In an earlier article we discussed the Z Press and the wide array of benefits that can come from performing such a functional and movement-challenging exercise. In that article, we also went over the specific reasons why lifters and coaches should integrate these into training session and what common Z Press variations can deliver the best results.
Therefore, in this article, we wanted to dive in a little deeper regarding the training outcomes and benefits of the Z Press to further challenge and motivate coaches and athletes to become more comfortable with this pressing exercise.
What Is a Z Press?
The Z Press is a pressing variation that works the upper back, traps, shoulders, and core to facilitate better overhead mechanics, upper boy hypertrophy, and control. The lift starts with the athlete being seated on the floor with the legs straight, either in front of the body, of split open into a “V” for extra stability. By doing so, the lifter must learn to stay upright, braced, and fully open the shoulder joint/chest or else the bar with not get into the proper position.
How to Do a Z Press
In the below video demonstration the asymmetrically loaded Z Press (kettlebell) is demonstrated. Note how the legs remain rigid and straight with the toes upright. This will help to increase quadriceps and hip flexor activity, necessary for pressing overhead (or any movement for that matter).
4 Benefits of the Z Press
In this section we will discuss four primary benefits of the Z Press, all of which are not dependent on the specific variation used (barbell, kettlebell, unilateral loss, etc) but rather dependent on the actual movement patterning as a whole
Shoulder and Upper Trap Hypertrophy
The Z Press can targeted the shoulder, upper traps, and upper back muscles very effectively, making it a great way to add quality hypertrophy work in for those body parts, while still staying functional in movement. This pressing variation forces a lifter to still stay balance in the anterior and posterior aspects of the shoulder and upper body, making it a great choice for athletes (who need to be mobile and balance for sport) to add quality hypertrophy training into sessions without becoming too rigid and/or lose movement/range of motion.
The Z Press builds quality movement patterning, muscle, and therefore can be used over time to increase strength and performance. By managing overhead pressing integrity and forcing lifters to be balanced in the shoulder and upper back/scapular stabilizers coaches and athletes can then translate the movement patterning and stability onto barbell overhead presses, jerks, push presses, and more.

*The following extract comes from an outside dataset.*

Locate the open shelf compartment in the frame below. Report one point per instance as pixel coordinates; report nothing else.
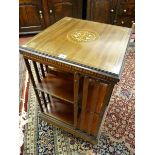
(57, 86)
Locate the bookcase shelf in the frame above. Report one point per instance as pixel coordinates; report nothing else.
(55, 85)
(61, 110)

Bracing and contracting the abdominals, obliques, and even erector spinae is necessary for this seated overhead pressing movement. The Z Press does not allow a lifter to compensate for poor overhead mobility or lack of scapular control like other movements that allow for excessive lumbar extension. Building stronger core muscles will not only boost overhead strength and performance, but also increase your ability to resist injury at the spine while lifting heavy.

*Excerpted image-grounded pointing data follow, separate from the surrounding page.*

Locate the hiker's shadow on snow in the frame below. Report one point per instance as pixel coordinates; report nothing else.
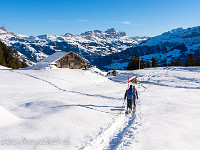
(92, 107)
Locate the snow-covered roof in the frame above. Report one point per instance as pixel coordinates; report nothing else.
(49, 60)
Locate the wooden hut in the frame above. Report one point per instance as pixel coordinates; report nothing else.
(62, 59)
(71, 60)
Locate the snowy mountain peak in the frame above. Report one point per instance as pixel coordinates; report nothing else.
(91, 44)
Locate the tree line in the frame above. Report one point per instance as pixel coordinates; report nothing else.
(10, 58)
(136, 63)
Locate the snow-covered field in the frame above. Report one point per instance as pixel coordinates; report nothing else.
(51, 109)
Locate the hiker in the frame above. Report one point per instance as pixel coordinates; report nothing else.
(136, 95)
(130, 95)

Maintaining proper overhead pressing mechanics, balanced muscular development, and proper scapular control and strength can play a huge role in the longevity of the shoulder joint (and surrounding tissues and ligaments) for athletes and non-athletes alike. The Z Press can help bulletproof shoulders and help athletes and coaches get more out of their pressing programming.
Build Stronger Shoulders Now
Building strength is a long-term endeavor, however you can do exercises and other things to really accelerate your strength gains and muscle mass (and improve joint health and function). Check out the tips and articles below and get to work on building those boulders for shoulders!
Featured Image: @machete_fitness on Instagram
Editor’s Note: Andrew Park, a BarBend reader, student, and climber based out of Grand Junction, Colorado, had the following to say after reading the above article:
“Shoulder strength and stability is a huge aspect of climbing and proper endurance and mobility exercises can make or break your performance on the wall. A great workout that I personally implement is the overhead shoulder press, usually with dumbbells, that are light enough to perform high repetitions in conjunction with a HITT training style circuit. A variation of the shoulder press is a Z-press that stabilizes the torso and provides no “bouncing” assistance when pressing, thus isolating the shoulders. I enjoy this workout as it targets the shoulders intensely, but also engages your trapezoids, back, and core.”